Friday, March 28, 2025

Servants - 2

By the time we left Mombasa in 1961 we had four household servants. They were, from left to right, Mlalo the garden boy, Saidi the head boy, Ouma the cook, and Kitetu the dhobi boy - there is a post about them here. The picture was taken on the day my brother and I left Mombasa, I think in 1960, to return to school in England, knowing we would not see them again for ten months.

I'm not sure how apparent it is from the picture that I am very upset. Although it was sad to say goodbye to my parents, I was almost more upset about saying my farewells to these four - after all, my parents were responsible for sending me away to school in a cold, wet, grey, far-away country.
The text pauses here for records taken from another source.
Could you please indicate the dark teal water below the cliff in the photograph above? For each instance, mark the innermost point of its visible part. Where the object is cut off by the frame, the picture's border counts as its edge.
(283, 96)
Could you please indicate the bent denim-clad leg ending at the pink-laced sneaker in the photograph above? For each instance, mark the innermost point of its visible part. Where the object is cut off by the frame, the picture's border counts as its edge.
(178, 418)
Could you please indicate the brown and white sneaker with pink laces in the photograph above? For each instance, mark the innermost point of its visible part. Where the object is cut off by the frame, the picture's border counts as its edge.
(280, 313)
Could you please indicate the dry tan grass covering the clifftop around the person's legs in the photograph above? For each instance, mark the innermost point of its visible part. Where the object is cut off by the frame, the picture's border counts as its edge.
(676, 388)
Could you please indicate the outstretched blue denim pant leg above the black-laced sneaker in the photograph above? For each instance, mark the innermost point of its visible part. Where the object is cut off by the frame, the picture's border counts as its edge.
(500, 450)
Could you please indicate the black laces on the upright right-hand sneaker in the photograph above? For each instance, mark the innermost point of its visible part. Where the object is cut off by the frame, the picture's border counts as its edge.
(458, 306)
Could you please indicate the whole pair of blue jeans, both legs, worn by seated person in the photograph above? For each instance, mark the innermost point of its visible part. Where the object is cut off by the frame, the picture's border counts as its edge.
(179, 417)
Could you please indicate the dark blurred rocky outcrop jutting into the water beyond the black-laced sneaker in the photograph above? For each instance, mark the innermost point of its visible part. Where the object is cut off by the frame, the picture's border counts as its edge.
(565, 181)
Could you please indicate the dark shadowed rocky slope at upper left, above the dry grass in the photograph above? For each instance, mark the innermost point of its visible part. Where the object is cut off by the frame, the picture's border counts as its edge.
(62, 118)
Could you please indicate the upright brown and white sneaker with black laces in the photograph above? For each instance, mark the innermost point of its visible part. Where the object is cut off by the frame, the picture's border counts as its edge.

I have great difficulty in describing my feelings for these men who took some pride in serving us, feelings which had evolved ever since Fatuma was my ayah, except to say that they were those one would have for very special friends. These men served me - in that they cooked my food, washed my clothes, made my bed and much, much more - but they did far more that was nothing to do with the master-servant contract. I liked their company. I respected their views. I learned their language, I ate their food with them. I had difficulty not crying when I said goodbye.

I liked to think that they liked me but I really have no idea what they thought of me. They had to be careful because I was, in a way, part of their employment package, so they didn't want to upset my parents as jobs locally were difficult to find. Yet they had to serve me, and sometimes my demands were probably quite unreasonable.

Read any book about a white child growing up in Africa, and it will probably include description of the relationship he/she had with their domestic servants - Peter Godwin's autobiography Mukiwa, is a good example. It is a relationship forged by thousands of children across the tropical lands of the then British Empire. I know that I benefitted hugely from it.